Qualche tempo fa partecipai, su un forum, a un sondaggio su quale fosse il film d’animazione che si dovrebbe vedere prima di morire. D’istinto citai alcune delle opere più importanti di Miyazaki. Poco dopo qualcuno mi suggerì di vedere Paprika – Sognando Un Sogno, disegnato e diretto dal maestro Satoshi Kon.
Cosa che ho fatto e, fatemi dire, sono molto soddisfatto del risultato!
La trama la si può condensare in poche, pochissime righe.
In un futuro prossimo sarà inventato il DC Mini, che permette agli psicoanalisti di immergersi nei sogni dei propri pazienti e quindi nel loro subconscio.
La dottoressa Atsuko Chiba, che agisce nei sogni altrui con lo pseudonimo di Paprika, inizia a svolgere la propria professione al di fuori dei circuiti controllati della sperimentazione: circuiti indispensabili perché la procedura è ad alto rischio, e sperimentale.
All’inizio del film scopriamo che alcuni esemplari del DC Mini di queste sono stati rubati, e proprio grazie alla tecnologia trafugata il ladro inizia a far vivere alle persone sogni ad occhi aperti (dei veri e propri sogni lucidi passivi), e trasforma le sue vittime in pupazzi impazziti.
Il tutto per creare un vero e proprio “sogno collettivo”, e che porta Paprika ad agire per evitarlo.

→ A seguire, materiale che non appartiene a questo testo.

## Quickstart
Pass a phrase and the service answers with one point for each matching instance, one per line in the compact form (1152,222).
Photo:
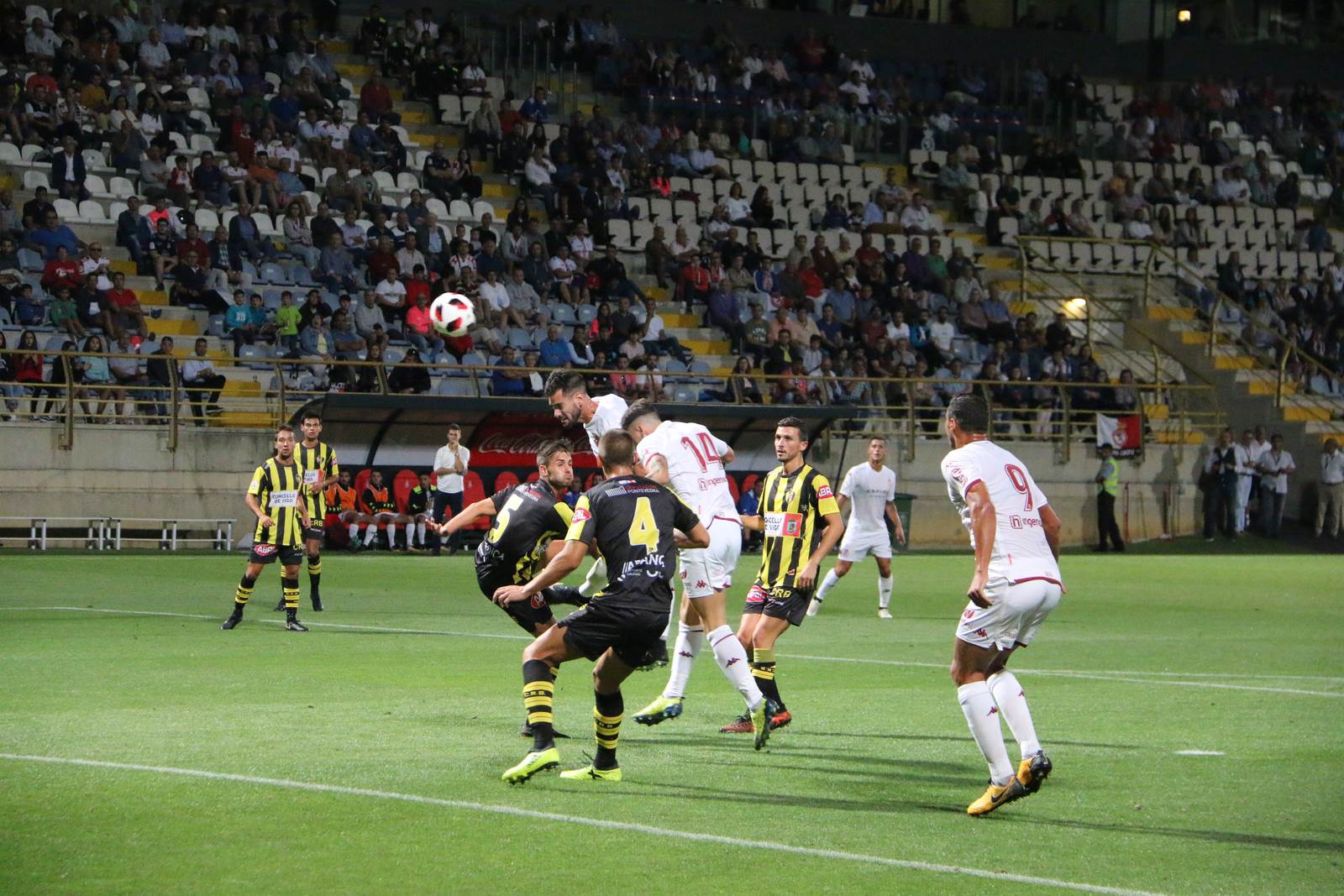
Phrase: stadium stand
(289,201)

Il sogno è il centro dell’azione per tutta la durata del film, ed è quindi difficile notare il confine di passaggio tra realtà e immaginazione. Anche se il tema non è dei più originali, è tuttavia interessante notare come il regista cerchi di collegarlo subito al cinema fin dalla sequenza iniziale.
Il fascino di questo lungometraggio si trova, a mio parere, nella struttura della narrazione.
Sono continue le relazioni tra il cinema, inteso come pellicola che scorre davanti ai nostri occhi e di cui noi siamo semplici spettatori, e il sogno, inteso anch’esso come uno spettacolo, di cui siamo (involontari) registi.
La frase usata dal dottor Tokita, nel momento in cui il direttore dell’istituto inizia a sognare il sogno di un altro paziente attraverso la Dc Mini, è quella di “un sogno proiettato nel suo inconscio senza che lui se ne accorgesse”.
Questa frase contiene a mio avviso la chiave di lettura di tutta la pellicola, e anche della riflessione che vi si trova celata: se è davvero possibile controllare i sogni, non vuol dire ciò dimostrare che l’uomo non è effettivamente più libero?
Infatti, i sogni sono l’ultima frontiera irraggiungibile al pensiero conscio, e volendo alterarne il funzionamento proprio con la mente conscia, ci troveremmo inevitabilmente a limitarne l’espressività.
Una nota particolare va al doppiaggio del film, che si è avvalso della voce di Michele Gammino, e quindi tratteggia il personaggio del detective Kogawa in maniera molto “noir”, mentre affronta traumi rimossi attraverso la macchina dei sogni guidato da Paprika.
Visto che il tema del lungometraggio, un soggetto che entra nei sogni di un altro, è alla base anche del film Inception , mi son preso la curiosità di vedere chi avesse avuto per primo l’idea.
Ebbene, credo proprio che Christopher Nolan debba molto a Satoshi Kon perché il lungometraggio è venuto prima.
Mi spiace solo che sia un riconoscimento postumo: infatti, ho scoperto solo ora che il regista è scomparso nel 2010, alla giovane età di quarantasette anni.
Per fortuna ha fatto in tempo a lasciare quest’opera, e penso che tutti noi gli siamo molto grati dell’atto creativo che ci ha voluto donare.